Abstracts

Rationale: Sudden Unexpected Death in Epilepsy (SUDEP) is the most frequent epilepsy-related cause of death, with an annual prevalence of one in every 150 patients with drug-resistant epilepsies. Currently, predictors of SUDEP are determined based on population studies that are personalized by modeling demographics, neuroimaging, and electrophysiological data collected at fixed time intervals. However, seizure burden and the response to the treatment change with time, thereby changing the assigned risks. Thus, these static risk assessments are fraught with uncertainty when applied prospectively to identify the increased susceptible periods to SUDEP. Addressing this knowledge gap would enable the development of timely interventions delivered during the susceptible periods to prevent SUDEP. Chronic ambulatory electrocorticography (ECoG) allows quantification of seizure burden, thereby automating temporally dynamic risk assessment of SUDEP. Here for the first time, we demonstrate temporal trends of cortical electrophysiological parameters that identified SUDEP susceptible period months preceding probable SUDEP.

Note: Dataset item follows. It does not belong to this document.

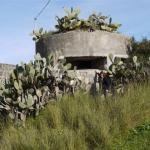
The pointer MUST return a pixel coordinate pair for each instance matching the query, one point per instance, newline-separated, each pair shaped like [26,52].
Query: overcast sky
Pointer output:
[16,21]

Methods: A single-center retrospective study involving a 38-year-old woman with probable SUDEP and two age, sex, and disease-matched controls. All three patients had bi-temporal epilepsy with bilateral amygdala-hippocampal RNS. The ECoG was analyzed for power spectral density (PSD) between 1-70 Hz and Teager energy for the following epochs- a) baseline (scheduled ECoG); b) entire 90 secs ECoG detected as long episodes (LE), and c) 6 seconds postictal epoch curated from visually confirmed seizures. A ratio of beta/theta power was analyzed for postictal epochs as a surrogate for postictal arousal. Temporal trends were determined for mean power values by fitting a Gaussian distribution over a moving window of 80 days with a 79-day overlap between successive windows. Inter-seizure intervals were computed for all three subjects, and a moving average was computed to analyze the frequency of seizure occurrence.

Results: A total of 2315 RNS ECoG recorded over 1857 patient days were analyzed. For Probable SUDEP case: The temporal trend analysis revealed an increase in the inter-seizure interval (Fig1C) and increased mean power spectra of LE (Fig1A) that was consistent with increased patient-reported convulsive seizures. There was a progressive decrease in postictal mean power and beta/theta ratio in the last 80 days preceding SUDEP, thereby implying a heavy postictal EEG suppression and lack of homeostatic arousal response (Fig1A). The graphical display in the temporal trends mapping a) increased mean power spectra during seizures, and b) decrease postictally can be defined as cortical physiological markers of SUDEP susceptible periods that preceded over weeks before probable SUDEP. Similar trends mapped over two years were absent from the controls (Fig 1B, D).

Conclusions: Chronic ambulatory electrocorticography from seizure focus provides a unique opportunity to quantify the burden of epileptiform paroxysms and identify personalized SUDEP susceptible periods through dynamic risk assessment.

Funding: Please list any funding that was received in support of this abstract.: The authors received no specific funding for this work.